I don’t want to put a number on it, but most guys at RPI are involved in much more than only video games. We certainly have a share of guys (and girls!) who spend much of their time video gaming, but there are many more who are involved in academics, sports, and extracurriculars.
We have plenty of social guys!
Try reslife.rpi.edu . I know they have square footage, and the dimensions vary from room to room. If you do some work, you should be able to get a very close guess on the dimensions. I could do it if I had your room number.

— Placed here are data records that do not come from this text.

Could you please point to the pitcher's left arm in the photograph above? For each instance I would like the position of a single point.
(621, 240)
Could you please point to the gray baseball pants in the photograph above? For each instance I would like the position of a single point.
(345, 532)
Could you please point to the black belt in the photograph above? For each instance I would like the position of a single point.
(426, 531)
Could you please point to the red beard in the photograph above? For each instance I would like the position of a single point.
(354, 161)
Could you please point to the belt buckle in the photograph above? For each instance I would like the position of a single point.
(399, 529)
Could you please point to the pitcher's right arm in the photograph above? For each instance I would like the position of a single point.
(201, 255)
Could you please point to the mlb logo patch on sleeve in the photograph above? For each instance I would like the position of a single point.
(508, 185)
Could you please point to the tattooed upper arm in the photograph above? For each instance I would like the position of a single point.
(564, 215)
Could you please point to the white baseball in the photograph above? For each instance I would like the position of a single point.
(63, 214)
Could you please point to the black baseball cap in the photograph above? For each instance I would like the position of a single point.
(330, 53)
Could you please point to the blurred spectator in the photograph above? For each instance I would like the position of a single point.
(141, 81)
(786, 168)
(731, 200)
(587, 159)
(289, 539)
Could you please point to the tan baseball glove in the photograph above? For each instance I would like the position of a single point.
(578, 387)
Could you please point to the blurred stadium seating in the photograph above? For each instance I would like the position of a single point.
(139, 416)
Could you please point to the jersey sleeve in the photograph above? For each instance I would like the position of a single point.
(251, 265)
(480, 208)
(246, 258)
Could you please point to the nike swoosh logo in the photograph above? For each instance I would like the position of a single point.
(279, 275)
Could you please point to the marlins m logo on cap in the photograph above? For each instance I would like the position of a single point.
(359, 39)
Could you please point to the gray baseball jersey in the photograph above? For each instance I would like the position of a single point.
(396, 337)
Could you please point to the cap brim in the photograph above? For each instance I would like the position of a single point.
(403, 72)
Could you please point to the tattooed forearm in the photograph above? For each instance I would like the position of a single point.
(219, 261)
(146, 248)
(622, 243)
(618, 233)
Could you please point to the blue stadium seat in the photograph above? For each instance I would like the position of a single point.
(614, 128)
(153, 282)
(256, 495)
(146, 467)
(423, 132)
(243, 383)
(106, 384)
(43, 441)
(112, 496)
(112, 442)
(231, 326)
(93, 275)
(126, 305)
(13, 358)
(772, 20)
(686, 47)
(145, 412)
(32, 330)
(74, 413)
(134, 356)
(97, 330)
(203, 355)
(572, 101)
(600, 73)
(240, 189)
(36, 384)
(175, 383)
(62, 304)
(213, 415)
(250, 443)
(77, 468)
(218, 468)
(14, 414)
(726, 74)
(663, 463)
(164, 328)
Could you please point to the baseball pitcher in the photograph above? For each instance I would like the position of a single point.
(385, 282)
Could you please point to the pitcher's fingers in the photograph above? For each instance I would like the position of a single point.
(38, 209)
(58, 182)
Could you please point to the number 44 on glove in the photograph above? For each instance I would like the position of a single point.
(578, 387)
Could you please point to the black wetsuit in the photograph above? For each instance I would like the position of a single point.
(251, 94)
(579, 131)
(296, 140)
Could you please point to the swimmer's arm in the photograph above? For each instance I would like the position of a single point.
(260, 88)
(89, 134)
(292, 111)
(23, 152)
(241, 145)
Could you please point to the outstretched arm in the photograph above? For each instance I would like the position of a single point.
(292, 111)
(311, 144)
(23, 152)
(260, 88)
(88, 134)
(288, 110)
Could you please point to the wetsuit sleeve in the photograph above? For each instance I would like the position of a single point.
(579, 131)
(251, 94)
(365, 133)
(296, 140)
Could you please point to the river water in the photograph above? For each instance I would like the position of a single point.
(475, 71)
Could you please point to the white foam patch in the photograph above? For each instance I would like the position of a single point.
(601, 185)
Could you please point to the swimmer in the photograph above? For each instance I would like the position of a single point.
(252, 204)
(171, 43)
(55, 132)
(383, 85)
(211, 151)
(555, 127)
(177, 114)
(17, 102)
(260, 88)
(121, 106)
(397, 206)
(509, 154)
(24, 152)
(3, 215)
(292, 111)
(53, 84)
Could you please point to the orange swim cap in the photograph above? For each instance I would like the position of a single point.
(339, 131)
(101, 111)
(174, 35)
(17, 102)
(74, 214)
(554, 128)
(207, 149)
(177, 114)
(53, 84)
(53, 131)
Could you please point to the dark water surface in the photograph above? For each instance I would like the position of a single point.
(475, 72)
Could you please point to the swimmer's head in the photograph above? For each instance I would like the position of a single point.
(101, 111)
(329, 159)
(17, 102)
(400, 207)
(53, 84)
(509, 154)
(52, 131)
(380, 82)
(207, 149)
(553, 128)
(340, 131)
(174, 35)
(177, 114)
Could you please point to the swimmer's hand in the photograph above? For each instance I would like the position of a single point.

Most people don’t make much of additional effort to secure valuables beyond locking their door. If you want, you could consider buying a small strong box/safe, but the dorms are rather secure. If you’re worried, get a safe, but you should be just fine if you lock your door and don’t walk around telling everyone that your camera is sitting under your bed, or whatever.
I personally have a Canon dSLR that I am comfortable having in my room only locking the door.
RPI students are just like students at any other college; they’re very diverse. Some students, male and female, dress up while others dress down. College students are college students; they dress down more often than up. It’s just not fair to make an explicit statement one way or the other.
As far as girls go, you’re aware of “the ratio.” You can look at it from a variety of perspectives. Is it visible in the classrooms, clubs, dining halls, etc? Yes. Does it make guys lonely and not have any female friends? No. If you’re currently at a school with a typical (1:1) ratio then you’ll see differences. You might have to work harder to earn someone’s attention, but it’s not annoying.
As far as the view of RPI from a professional-external perspective: we’re regarded highly. People with RPI degrees are considered to have an advantage compared to job applicants from many other schools. Especially in engineering, RPI will be recognized around the world by companies/employers. Having Rensselaer on your diploma will pay off.